Air pollution particles can travel from lungs to bloodstream
04-27-2017

Air pollution particles can travel from lungs to bloodstream

Tiny particles from air pollution can travel from the lungs into the bloodstream, possibly explaining the link between air pollution and cardiovascular disease, a new study said.

The World Health Organization estimates that in 2012, about 72 percent of premature deaths related to outdoor air pollution were due to ischemic heart disease and strokes, with the remaining 28 percent due to infections and lung cancer.

Many scientists have suspected that fine particles from air pollution travel from the lungs into the bloodstream, but evidence supporting this in humans has been difficult to collect.

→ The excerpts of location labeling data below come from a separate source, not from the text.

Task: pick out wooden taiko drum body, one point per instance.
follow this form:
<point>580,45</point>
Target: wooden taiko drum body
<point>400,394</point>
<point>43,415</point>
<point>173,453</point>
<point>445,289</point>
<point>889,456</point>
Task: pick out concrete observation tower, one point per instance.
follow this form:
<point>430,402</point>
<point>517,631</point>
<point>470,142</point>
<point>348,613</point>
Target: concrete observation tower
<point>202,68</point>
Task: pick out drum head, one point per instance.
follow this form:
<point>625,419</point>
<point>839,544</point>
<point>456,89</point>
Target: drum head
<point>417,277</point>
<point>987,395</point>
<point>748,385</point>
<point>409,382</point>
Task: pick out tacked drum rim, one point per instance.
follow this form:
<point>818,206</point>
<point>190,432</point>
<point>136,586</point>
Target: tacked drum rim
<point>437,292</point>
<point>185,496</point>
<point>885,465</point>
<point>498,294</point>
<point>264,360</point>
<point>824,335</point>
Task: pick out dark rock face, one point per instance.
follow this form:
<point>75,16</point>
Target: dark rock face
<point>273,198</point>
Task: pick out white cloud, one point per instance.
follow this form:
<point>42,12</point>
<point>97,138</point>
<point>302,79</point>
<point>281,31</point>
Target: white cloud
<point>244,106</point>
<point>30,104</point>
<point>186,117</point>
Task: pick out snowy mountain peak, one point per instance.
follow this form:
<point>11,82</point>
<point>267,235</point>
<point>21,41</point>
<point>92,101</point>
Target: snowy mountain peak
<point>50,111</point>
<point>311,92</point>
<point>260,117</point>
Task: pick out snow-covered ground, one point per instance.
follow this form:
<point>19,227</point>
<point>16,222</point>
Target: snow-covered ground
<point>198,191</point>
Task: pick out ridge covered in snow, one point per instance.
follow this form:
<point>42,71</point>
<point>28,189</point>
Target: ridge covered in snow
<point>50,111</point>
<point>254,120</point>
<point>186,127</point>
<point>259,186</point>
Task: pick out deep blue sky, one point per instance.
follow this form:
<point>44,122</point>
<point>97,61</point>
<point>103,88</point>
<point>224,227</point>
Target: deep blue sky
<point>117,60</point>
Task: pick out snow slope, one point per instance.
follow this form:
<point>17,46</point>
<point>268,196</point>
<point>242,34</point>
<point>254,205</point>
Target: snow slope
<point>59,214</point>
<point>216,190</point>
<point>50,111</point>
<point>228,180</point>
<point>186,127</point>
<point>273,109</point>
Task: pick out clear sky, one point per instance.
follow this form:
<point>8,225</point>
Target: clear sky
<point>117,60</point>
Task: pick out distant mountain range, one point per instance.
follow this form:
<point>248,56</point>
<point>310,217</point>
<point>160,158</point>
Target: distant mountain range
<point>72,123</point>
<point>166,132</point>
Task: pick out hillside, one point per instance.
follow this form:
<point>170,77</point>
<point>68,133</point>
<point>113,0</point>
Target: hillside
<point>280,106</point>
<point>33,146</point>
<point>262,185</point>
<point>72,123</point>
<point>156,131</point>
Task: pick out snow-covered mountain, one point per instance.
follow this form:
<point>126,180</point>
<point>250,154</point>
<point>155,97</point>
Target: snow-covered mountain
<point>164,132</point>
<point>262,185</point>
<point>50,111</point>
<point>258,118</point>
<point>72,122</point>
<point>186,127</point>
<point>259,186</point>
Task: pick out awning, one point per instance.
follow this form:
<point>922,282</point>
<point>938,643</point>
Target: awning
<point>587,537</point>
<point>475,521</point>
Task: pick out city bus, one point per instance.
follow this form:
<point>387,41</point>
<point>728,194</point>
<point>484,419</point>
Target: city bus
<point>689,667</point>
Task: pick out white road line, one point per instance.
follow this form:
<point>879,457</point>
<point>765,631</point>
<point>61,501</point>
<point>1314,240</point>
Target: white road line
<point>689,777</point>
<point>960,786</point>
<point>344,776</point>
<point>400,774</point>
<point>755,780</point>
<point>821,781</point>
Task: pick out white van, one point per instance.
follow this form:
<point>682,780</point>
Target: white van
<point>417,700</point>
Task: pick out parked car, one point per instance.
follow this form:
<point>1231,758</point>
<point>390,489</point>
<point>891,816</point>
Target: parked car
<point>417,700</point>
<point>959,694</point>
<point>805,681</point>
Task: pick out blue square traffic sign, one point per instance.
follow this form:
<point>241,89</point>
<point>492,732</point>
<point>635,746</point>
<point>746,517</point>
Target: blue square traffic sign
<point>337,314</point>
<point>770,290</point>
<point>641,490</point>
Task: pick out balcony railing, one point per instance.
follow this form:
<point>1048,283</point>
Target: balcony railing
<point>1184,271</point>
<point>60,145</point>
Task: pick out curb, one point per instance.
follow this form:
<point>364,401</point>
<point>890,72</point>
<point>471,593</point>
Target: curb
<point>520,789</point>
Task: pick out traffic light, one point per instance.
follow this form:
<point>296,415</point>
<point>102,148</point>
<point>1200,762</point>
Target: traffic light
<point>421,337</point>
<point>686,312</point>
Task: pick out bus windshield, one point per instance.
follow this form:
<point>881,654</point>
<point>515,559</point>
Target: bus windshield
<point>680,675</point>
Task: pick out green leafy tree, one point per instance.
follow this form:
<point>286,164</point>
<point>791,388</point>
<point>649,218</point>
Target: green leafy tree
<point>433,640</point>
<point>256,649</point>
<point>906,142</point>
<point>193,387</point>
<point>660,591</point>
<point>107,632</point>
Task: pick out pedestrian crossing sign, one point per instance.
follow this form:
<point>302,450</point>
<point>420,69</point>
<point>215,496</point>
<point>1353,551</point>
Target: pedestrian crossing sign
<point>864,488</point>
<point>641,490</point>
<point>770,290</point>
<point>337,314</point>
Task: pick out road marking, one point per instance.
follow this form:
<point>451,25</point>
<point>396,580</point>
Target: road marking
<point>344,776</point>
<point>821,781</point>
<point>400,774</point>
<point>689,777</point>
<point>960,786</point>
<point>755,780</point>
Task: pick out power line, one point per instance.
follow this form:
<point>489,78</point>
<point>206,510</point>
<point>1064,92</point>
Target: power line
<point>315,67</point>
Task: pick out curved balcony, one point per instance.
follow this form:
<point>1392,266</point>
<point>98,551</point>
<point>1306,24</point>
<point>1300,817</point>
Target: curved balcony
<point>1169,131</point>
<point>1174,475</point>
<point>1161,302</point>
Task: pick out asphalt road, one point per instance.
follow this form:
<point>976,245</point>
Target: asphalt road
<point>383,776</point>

In the new study performed by the American Chemical Society, Mark Miller and colleagues at the University of Edinburgh in the United Kingdom and the National Institute for Public Health and the Environment in the Netherlands used a selection of specialized techniques to track inhaled gold nanoparticles.

For the research, 14 healthy volunteers, 12 surgical patients and several mouse models inhaled gold nanoparticles, which have been safely used in medical imaging and drug delivery. The nanoparticles were soon detected in blood and urine and accumulated at inflamed vascular sites, including carotid plaques in patients at risk of a stroke.

Accumulation at sites of vascular inflammation “provides a direct mechanism that can explain the link between environmental nanoparticles and cardiovascular disease,” according to the study which appears in the journal ACS Nano.